Der Sarg war ein Beiboot, genauer gesagt, das Beiboot seiner Flaggschiff-Feluke. Von der war allerdings weit und breit nichts zu sehen.
Im Beiboot hockten zehn übel zugerichtete Kerle, Kameltreiber, die unter die Hufe ihrer durchgehenden Tiere geraten waren.
Die lädierten Kerle im Boot hatten ein kleines Notsegel angeschlagen und trieben vor dem Wind dahin. Einem fehlte das linke Ohr, zwei andere trugen ebenfalls einen blutdurchtränkten Turban, einer hatte ein zerschossenes Bein, und ein anderer konnte sich kaum noch bewegen.
Uluch Ali blickte den Steuermann an. Der saß zwar in sich zusammengesunken wie ein Häufchen Elend auf der Ducht, aber ihm fehlte nichts, überhaupt nichts. Der Kerl hatte nicht die kleinste Blessur. Er war also in dem Gefecht mit dem Seewolf mit heiler Haut und gesunden Knochen davongekommen.
„Was ist passiert?“ fragte Ulluch Ali rauh. Seine Stimme ließ die Kerle noch mehr in sich zusammenkriechen.
Der Steuermann sprach für die anderen.
„Dieser Christenhund hat uns …“
„… versenkt“, vollendete Ali mit weißem Gesicht.

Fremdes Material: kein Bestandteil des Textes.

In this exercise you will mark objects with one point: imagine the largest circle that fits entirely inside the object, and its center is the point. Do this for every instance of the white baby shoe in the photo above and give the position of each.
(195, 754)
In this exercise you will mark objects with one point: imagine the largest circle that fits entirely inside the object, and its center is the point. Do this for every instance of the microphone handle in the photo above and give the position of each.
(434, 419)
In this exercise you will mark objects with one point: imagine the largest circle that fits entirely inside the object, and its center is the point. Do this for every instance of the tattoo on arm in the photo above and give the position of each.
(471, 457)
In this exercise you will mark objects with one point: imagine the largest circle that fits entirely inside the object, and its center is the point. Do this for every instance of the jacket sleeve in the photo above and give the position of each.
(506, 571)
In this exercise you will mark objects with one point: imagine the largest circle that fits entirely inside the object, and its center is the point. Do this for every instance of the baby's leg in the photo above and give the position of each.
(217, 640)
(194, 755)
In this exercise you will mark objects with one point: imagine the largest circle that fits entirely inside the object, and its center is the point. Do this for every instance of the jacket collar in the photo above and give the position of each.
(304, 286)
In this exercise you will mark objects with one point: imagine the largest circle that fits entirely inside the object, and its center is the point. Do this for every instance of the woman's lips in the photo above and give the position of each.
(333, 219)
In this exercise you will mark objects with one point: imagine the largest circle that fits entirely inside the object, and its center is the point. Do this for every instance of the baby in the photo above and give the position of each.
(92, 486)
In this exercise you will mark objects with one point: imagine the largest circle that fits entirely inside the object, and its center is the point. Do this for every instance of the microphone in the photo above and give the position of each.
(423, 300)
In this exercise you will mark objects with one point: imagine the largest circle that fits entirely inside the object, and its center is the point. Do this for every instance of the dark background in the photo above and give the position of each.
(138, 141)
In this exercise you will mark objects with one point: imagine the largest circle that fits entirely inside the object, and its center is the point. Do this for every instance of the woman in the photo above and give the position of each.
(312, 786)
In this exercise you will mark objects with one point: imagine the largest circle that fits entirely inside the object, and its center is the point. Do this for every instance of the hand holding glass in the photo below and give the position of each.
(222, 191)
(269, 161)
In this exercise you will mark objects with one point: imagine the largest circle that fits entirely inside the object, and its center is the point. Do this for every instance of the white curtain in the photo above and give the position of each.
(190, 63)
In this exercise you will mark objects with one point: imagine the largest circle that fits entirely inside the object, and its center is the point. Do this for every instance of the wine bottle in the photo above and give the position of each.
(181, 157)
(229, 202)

„Nein, Erhabener“, widersprach der Steuermann. „Er – er hat das Flaggschiff genommen.“
Uluch Ali starrte den Kerl an, als sähe er einen Geist.
„Er hat das Flaggschiff genommen?“ brüllte er, außer sich vor Wut. „Wie konnte er das Flaggschiff nehmen?“
„Ihr erhieltet einen Kopfschuß, Erhabener, und als die Hunde immer noch weiterfeuerten, haben wir Euch ins Boot gebracht und sind davongesegelt, um Euch in Sicherheit zu bringen, Erhabener“, fügte der Steuermann schnell noch entschuldigend hinzu.
Was dann folgte, erinnerte die anderen lebhaft an den Kampf mit den Seewölfen. Es war, als flögen ihnen erneut Höllenflaschen um die Ohren.
Alis Schmerz war wie weggeblasen. Eine ohnmächtige Wut beherrschte sein Gesicht. Seine Hände zitterten, sein Mund zuckte. Er stand auf, hielt sich an einem der lädierten Kerle fest und trat dem Steuermann voller Wut in den Bauch. Dabei überschlug sich seine Stimme, und er schrie und geiferte, daß es den Kerlen angst und bange wurde.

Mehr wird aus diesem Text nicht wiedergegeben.